OK, this is a rant.

It annoys me to no end when people present graphs like this one. Yes, the numbers do in fact add up to 100% but does it make any sense to have so many digits after the decimal when in reality this is based on a sample size of 6? Wouldn’t 1/2, 1/3, 1/6 have sufficed? What about 0.5, 0.33 and 0.67. Do you really really have to go to all those decimal places?

Excel has made it easy for people to make meaningless graphs like this, where merely clicking a little button gives you more decimal places. I’m firmly convinced that just having more digits after the decimal point doesn’t really make a difference in a lot of situations.

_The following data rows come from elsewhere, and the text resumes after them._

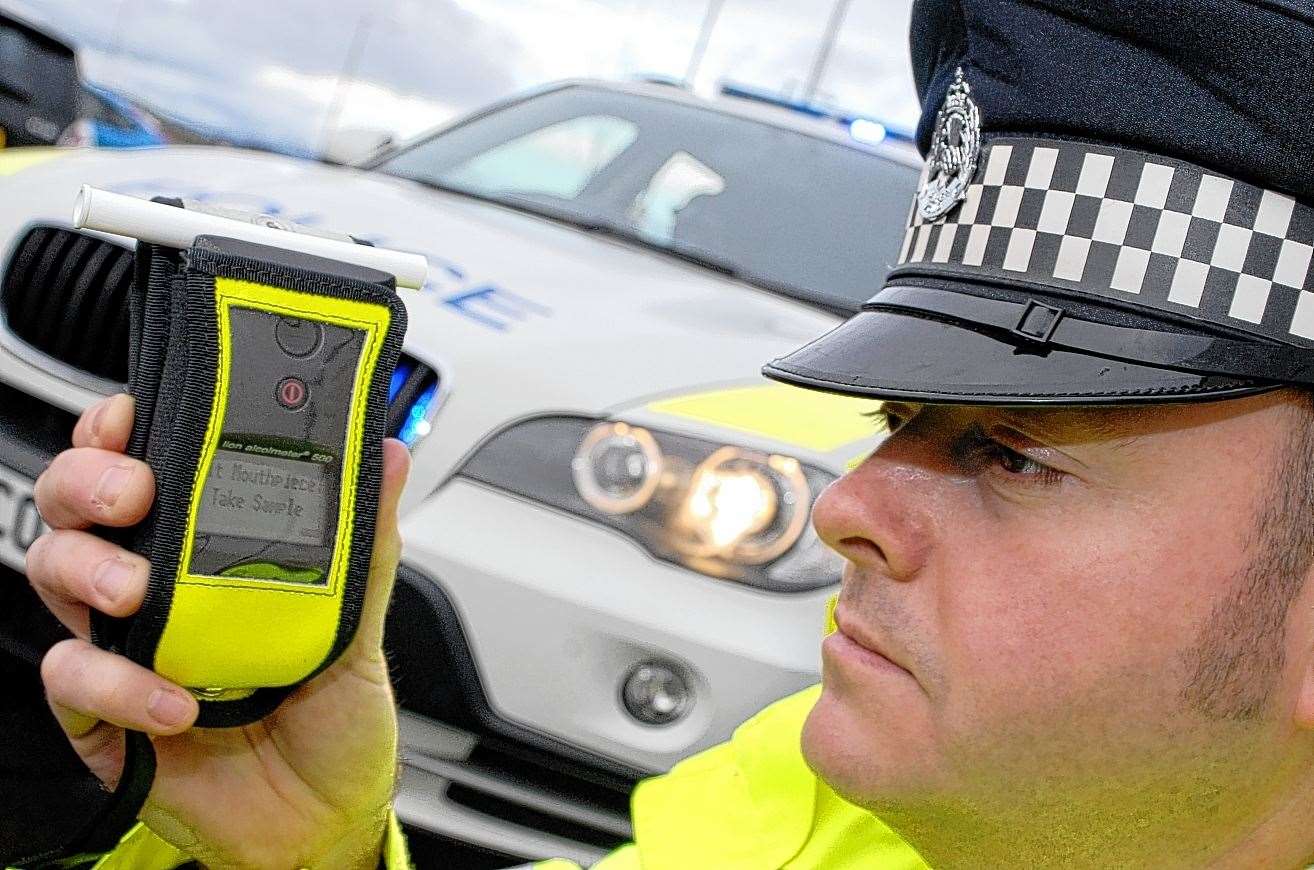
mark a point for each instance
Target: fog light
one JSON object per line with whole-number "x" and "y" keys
{"x": 655, "y": 694}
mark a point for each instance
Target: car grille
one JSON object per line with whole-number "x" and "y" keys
{"x": 66, "y": 293}
{"x": 475, "y": 777}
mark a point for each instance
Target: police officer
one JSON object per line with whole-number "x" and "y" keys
{"x": 1075, "y": 627}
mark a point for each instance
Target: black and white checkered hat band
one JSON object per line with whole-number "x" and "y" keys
{"x": 1147, "y": 231}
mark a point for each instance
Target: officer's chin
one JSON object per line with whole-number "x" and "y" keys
{"x": 877, "y": 752}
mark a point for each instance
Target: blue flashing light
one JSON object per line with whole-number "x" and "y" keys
{"x": 867, "y": 132}
{"x": 415, "y": 425}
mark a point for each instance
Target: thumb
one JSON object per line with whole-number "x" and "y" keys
{"x": 388, "y": 548}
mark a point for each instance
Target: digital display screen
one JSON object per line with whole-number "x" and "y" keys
{"x": 266, "y": 498}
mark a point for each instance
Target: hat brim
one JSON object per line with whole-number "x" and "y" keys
{"x": 915, "y": 356}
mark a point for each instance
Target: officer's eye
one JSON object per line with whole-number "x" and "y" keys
{"x": 978, "y": 452}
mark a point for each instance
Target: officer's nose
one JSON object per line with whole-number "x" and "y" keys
{"x": 881, "y": 515}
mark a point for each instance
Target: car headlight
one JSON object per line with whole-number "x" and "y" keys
{"x": 724, "y": 510}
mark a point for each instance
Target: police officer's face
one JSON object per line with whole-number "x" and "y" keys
{"x": 1063, "y": 605}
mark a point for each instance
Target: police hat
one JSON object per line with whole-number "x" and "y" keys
{"x": 1117, "y": 206}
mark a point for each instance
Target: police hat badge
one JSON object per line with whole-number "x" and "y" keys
{"x": 954, "y": 150}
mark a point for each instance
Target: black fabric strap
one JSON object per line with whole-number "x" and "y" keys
{"x": 1043, "y": 322}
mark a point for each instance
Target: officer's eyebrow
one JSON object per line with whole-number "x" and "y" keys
{"x": 1103, "y": 423}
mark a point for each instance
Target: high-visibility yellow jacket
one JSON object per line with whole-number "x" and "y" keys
{"x": 750, "y": 803}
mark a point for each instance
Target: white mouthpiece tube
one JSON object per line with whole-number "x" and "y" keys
{"x": 178, "y": 228}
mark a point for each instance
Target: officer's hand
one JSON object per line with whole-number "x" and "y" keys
{"x": 308, "y": 786}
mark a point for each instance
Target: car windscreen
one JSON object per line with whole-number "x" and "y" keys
{"x": 38, "y": 84}
{"x": 768, "y": 203}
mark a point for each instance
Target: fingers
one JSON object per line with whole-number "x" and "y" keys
{"x": 72, "y": 571}
{"x": 383, "y": 567}
{"x": 86, "y": 686}
{"x": 93, "y": 486}
{"x": 107, "y": 423}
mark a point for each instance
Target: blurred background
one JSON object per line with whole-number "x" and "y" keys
{"x": 297, "y": 75}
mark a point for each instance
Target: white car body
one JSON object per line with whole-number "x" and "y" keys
{"x": 523, "y": 317}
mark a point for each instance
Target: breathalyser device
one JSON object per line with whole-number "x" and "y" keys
{"x": 260, "y": 362}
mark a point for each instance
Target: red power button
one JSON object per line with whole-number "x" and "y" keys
{"x": 292, "y": 393}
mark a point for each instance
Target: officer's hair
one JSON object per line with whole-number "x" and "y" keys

Let’s start first with some definitions

**accuracy** is a “degree of conformity of a measure to a standard or a true value“.

**precision** is the “the degree of refinement with which an operation is performed or a measurement stated“.

One can be precise, and accurate. For example, when I say that the sun rises in the east 100% every single day, I am both precise, and accurate. (I am just as precise and accurate if I said that the sun rises in the east 100.000% of the time).

One can be precise, and inaccurate. For example, when I say that the sun rises in the east 90.00% of the time, I am being precise but inaccurate.

So, as you can see, it is important to be accurate; the question now is how precise does one have to be. Assume that I conduct an experiment and tabulate the results, I find that 1/2 the time I have outcome A, 1/3 of the time I have outcome B, and 1/3 of the time I have outcome C. It would be both precise, and accurate to state the results are (as shown in the pie chart above) 50.0000%, 16.66667%, and 33.33333% for the various possible outcomes.

But does that really matter? I believe that it does. Consider the following two pictures, these are real pictures, of real street signs.

This sign is on the outskirts of Mysore, in India.

This sign is in Lancaster, MA.

In the first picture (the one from Mysore, India), we have distances to various places, accurate to 0.01km (apparently). Mysore Palace is 4.00 km away, the zoo is 4.00 km away, Mangalore is 270.00 km away. What’s 0.01km? That’s about 10m (about 33 feet). It is conceivable that this is accurate (possible, not probably). So I’d say this is precise and may be accurate.

The second picture (the one from Lancaster, MA) is most definitely precise, to 4 places of the decimal point no less. The bridge is 3.3528 meters (the sign claims). It also indicates that it is 11 feet. A foot is 12 inches, an inch is 2.54 centimeters, and therefore a meter (100cm is 39.3701″) is exactly 3.2808 feet. Therefore 11 feet is 3.3528 meters exactly. So this is both precise, and accurate (assuming that the bridge does in fact have a 11′ clearance).

The question is this, is the precision (4.00km, or 3.3528m) really relevant? We’re talking about street signs, measuring things with a fair amount of error. In the case of the bridge, the clearance could change by as much as 2″ between summer and winter because of expansion and contraction of the road surface (frost heaves). So wouldn’t it make more sense to just stick with 11′, or 3.5 meters?

So back to our graph with the 50.0000%, 16.66667% and 33.33333%. Does it really matter to the person looking at the graph that these numbers are presented to a precision of 0.000001%? For the most part, given the fact that the experiment had a sample size of 6, absolutely not.

So please, when presenting facts (and numbers) please do think about accuracy; that’s important. But please make the precision consistent with the relevance. When driving a car to the zoo, is the last 33′ going to really kill me? or am I really interested in the clearance of the bridge accurate to the thickness of a human hair, or a sheet of paper?